The only one who cared about Sandra Epstein here in Utah was her daughter, and nobody knew where
she was. And now Sandra was going to be turned into ashes and dust.
I felt like crying again.
“Let’s talk about something else,” Alissa said. “Like the fact you are obviously in some danger here, and we didn’t realize it. Or at least more danger than we realized.”
“At least I won’t look as much like a suspect as I did before. I think.”
“Do you have any idea at all who might have attacked you? I’m guessing you didn’t get a look at his face.”
“It wasn’t a he. I finally got a chance to use all that self-defense we were taught for years, and I kneed him, only to discover there was nothing there to knee. I’m sure it still hurt. But that was no guy.”
Alissa was silent as she digested the information that a woman had attacked me. “Well, I suppose it makes sense, in a crazy, warped, Jenny T. Partridge kinda way. You spend all your time around psycho dance moms. Remember that time one of them tried to run you off the road, and said it was just because she needed to discuss her daughter’s performance spot?”
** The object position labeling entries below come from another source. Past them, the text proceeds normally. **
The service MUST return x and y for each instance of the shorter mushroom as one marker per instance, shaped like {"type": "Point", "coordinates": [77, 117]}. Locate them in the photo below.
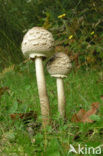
{"type": "Point", "coordinates": [59, 66]}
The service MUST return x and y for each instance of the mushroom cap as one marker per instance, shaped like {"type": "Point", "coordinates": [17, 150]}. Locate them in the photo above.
{"type": "Point", "coordinates": [59, 65]}
{"type": "Point", "coordinates": [37, 42]}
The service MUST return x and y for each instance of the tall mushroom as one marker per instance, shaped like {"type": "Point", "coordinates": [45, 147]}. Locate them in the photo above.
{"type": "Point", "coordinates": [37, 44]}
{"type": "Point", "coordinates": [59, 66]}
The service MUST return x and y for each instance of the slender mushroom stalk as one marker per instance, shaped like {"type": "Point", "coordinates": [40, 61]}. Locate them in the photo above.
{"type": "Point", "coordinates": [59, 66]}
{"type": "Point", "coordinates": [61, 96]}
{"type": "Point", "coordinates": [37, 44]}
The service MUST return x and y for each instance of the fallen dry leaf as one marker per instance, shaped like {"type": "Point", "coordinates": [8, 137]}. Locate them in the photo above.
{"type": "Point", "coordinates": [83, 116]}
{"type": "Point", "coordinates": [24, 116]}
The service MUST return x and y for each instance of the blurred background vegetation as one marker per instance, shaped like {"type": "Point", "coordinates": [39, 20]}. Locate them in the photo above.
{"type": "Point", "coordinates": [77, 26]}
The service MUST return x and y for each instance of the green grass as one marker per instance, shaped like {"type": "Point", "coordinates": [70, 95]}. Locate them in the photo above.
{"type": "Point", "coordinates": [82, 88]}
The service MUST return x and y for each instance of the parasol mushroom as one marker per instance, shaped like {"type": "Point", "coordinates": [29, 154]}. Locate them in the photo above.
{"type": "Point", "coordinates": [59, 66]}
{"type": "Point", "coordinates": [37, 44]}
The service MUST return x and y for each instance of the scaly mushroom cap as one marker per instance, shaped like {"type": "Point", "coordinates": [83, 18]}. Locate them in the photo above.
{"type": "Point", "coordinates": [59, 65]}
{"type": "Point", "coordinates": [37, 42]}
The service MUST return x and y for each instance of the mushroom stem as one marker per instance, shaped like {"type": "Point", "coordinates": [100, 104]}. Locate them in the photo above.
{"type": "Point", "coordinates": [44, 101]}
{"type": "Point", "coordinates": [61, 97]}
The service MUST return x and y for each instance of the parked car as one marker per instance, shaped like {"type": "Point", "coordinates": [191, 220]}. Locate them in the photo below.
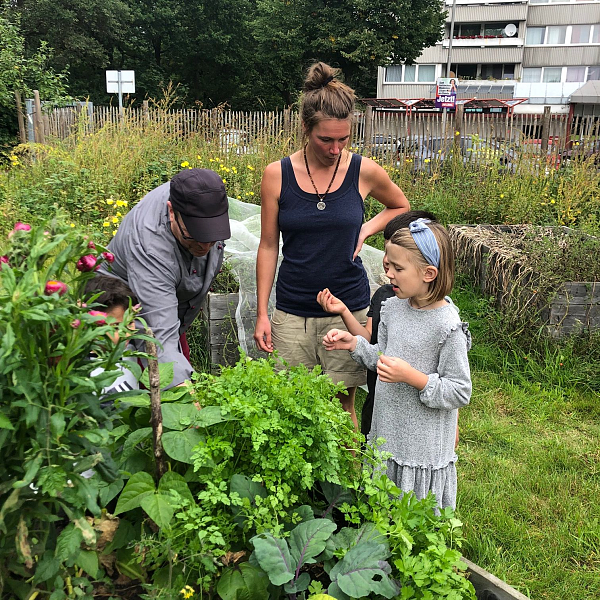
{"type": "Point", "coordinates": [425, 152]}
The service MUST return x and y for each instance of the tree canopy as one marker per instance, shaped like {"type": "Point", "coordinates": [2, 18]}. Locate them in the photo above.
{"type": "Point", "coordinates": [247, 53]}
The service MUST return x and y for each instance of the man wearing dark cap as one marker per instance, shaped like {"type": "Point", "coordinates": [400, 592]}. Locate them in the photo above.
{"type": "Point", "coordinates": [168, 250]}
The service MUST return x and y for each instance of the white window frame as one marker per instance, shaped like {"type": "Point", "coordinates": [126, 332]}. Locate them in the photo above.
{"type": "Point", "coordinates": [563, 75]}
{"type": "Point", "coordinates": [437, 71]}
{"type": "Point", "coordinates": [594, 27]}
“Yep, people have nearly died for front-row fifty. Up until now, though, I just never thought someone would want to kill me. I mean, usually, don’t they go after the rivals of their darling daughters, like that crazy cheerleader mom in Texas? Killing the dance teacher seems to defeat the purpose. You’d just have to find another dance teacher to harass.”
“I’m guessing that, despite the fact a woman attacked you, this isn’t about the front-row fifty,” Alissa answered. I knew she was right. I just wished I knew what it was about.
“This is so frustrating.”
“I know. Just remember that somehow it does tie in with your studio and your students’ crazy parents. To Sandra. I mean, she didn’t know anyone else here in Ogden, as far as we can tell. So let’s go over the facts.”